Im Vorfeld der Veranstaltung sagte er: ATC-Geschäftsführer Dr. Lucky Onoriode George sagte er, Afrika müsse aufhören, den Tourismus als periphere Freizeitbeschäftigung zu betrachten und ihn stattdessen als zentralen wirtschaftlichen und politischen Sektor anerkennen.
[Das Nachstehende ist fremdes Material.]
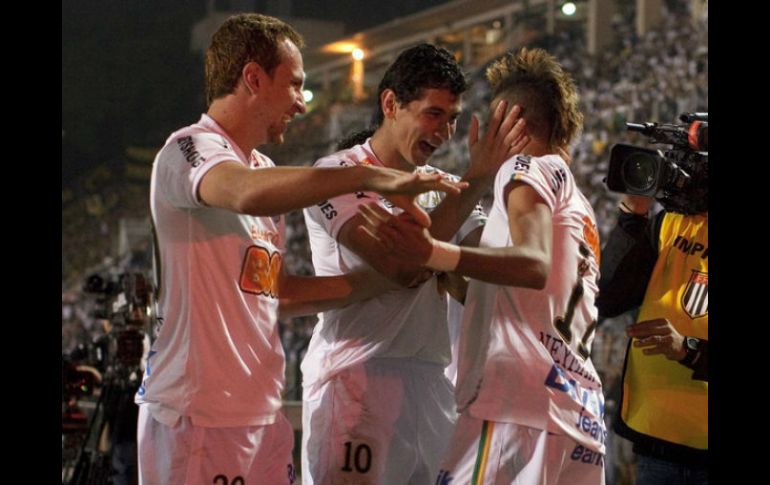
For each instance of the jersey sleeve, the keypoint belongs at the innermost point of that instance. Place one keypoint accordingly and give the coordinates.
(546, 178)
(476, 219)
(184, 161)
(335, 212)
„Tourismus ist Handel. Tourismus ist Infrastruktur. Tourismus schafft Arbeitsplätze“, sagte George. „Wenn die AfCFTA über das produzierende Gewerbe und den Rohstoffhandel hinaus Erfolg haben soll, muss der Tourismus Teil ihrer Umsetzungsstrategie sein.“

George fügte hinzu, dass die Zusammenarbeit zwischen ATC, NTDA, ECOWAS und AfDB die wachsende Erkenntnis widerspiegelt, dass die Tourismusentwicklung … erfordert abgestimmte Politiken, grenzüberschreitende Zusammenarbeit und Zugang zu langfristigen Entwicklungsfinanzierungen.
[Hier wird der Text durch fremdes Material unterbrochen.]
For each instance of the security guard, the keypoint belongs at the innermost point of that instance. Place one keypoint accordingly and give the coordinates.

Als Gastgeberpartner, Nigerianische Tourismusentwicklungsbehörde Es wird erwartet, dass der Gipfel Nigerias neue Tourismusvision präsentieren und den Tourismus als Teil umfassenderer nationaler Diversifizierungsbemühungen jenseits des Ölsektors positionieren wird. Die Ausrichtung des Gipfels stärkt zudem die Die Rolle von Lagos als Tor zur Stadt, regionales Luftfahrtdrehkreuz und Kultur- und Wirtschaftshauptstadt Westafrikas.

Die Beteiligung der ECOWAS legt besonderen Wert auf regionale Mobilität, harmonisierte Reiserichtlinien und grenzüberschreitende Tourismusrouten innerhalb Westafrikas – einer Region, in der zwar Freizügigkeitsprotokolle existieren, diese aber in der Praxis noch immer uneinheitlich angewendet werden.

Die Afrikanische Entwicklungsbankgruppe Strategische Partnerschaften schaffen Glaubwürdigkeit bei Investitionen und unterstreichen die Notwendigkeit von bankfähige Tourismusprojekte, Finanzierung der Infrastruktur am Zielort und öffentlich-private Partnerschaftsmodelle, die mit Klimaresilienz und nachhaltigen Entwicklungszielen im Einklang stehen.

Unter dem Motto gehalten „Beschleunigung des Tourismuswachstums in Afrika durch Innovation, Partnerschaften und nachhaltige Investitionen“ Im Mittelpunkt des Gipfels stehen die Harmonisierung der Tourismuspolitik, die Reform der Regulierungsbehörden, die Finanzierung von Reisezielen und Infrastruktur, öffentlich-private Partnerschaften, die digitale Transformation und das Destinationsmarketing, klimafreundlicher und gemeinschaftsorientierter Tourismus sowie die Beteiligung junger Unternehmer und kleiner und mittlerer Unternehmen an den Wertschöpfungsketten des Tourismus.

Eine parallel zum Gipfel stattfindende Ausstellung wird ermöglichen Afrikanische Reiseziele, Tourismusverbände, Fluggesellschaften, Hotelmarken, Reise-Technologieunternehmen und Kulturinstitutionen um Produkte, Dienstleistungen und investitionsreife Projekte zu präsentieren.

ATC erklärte, der Gipfel komme zu einem kritischen Zeitpunkt, da sich verändernde globale Reisemuster, ein wachsendes Interesse an Erlebnis- und Diaspora-Tourismus sowie zunehmende innerafrikanische Reisen Afrika die Möglichkeit böten, sich neu zu positionieren – nicht als 54 konkurrierende Reiseziele, sondern als ein vernetzte kontinentale Tourismuswirtschaft.

„Die Zukunft des afrikanischen Tourismus liegt in der Zusammenarbeit, nicht im Wettbewerb“, erklärte die Kommission und betonte, dass der Gipfel in Lagos eine Plattform für afrikanische Länder bieten werde, um mit einer Stimme zu sprechen, ernsthafte Investitionen anzuziehen und die Interessen von Reisenden und Gastgemeinden zu wahren.

Über den Dialog hinaus wird vom ATC Tourism Summit and Exhibition erwartet, dass er Folgendes bewirkt: konkrete Ergebnisseeinschließlich politischer Empfehlungen, Investitionszusagen, Partnerschaftsrahmen und Umsetzungsfahrplänen zur Steuerung der Tourismusentwicklung in den verschiedenen Regionen.

Für Lagos und Nigeria stärkt die Veranstaltung die Rolle des Landes bei der Gestaltung der kontinentalen Debatten über Tourismus, Handel und Mobilität. Für Afrika markiert sie einen weiteren Schritt zur Angleichung des Tourismus an die AfCFTA, das Open-Skies-Abkommen und die Visareform – und setzt damit politische Ambitionen in wirtschaftliche Erfolge um.

Während Afrika nach Wegen für nachhaltiges Wachstum sucht, richten sich alle Augen im Februar 2026 auf Lagos – wo Tourismus, Politik und Investitionen zusammenkommen werden, um das nächste Kapitel des Kontinents zu gestalten.

Über die Autorin

Jürgen T Steinmetz

Jürgen Thomas Steinmetz ist seit seiner Jugend in Deutschland (1977) kontinuierlich in der Reise- und Tourismusbranche tätig.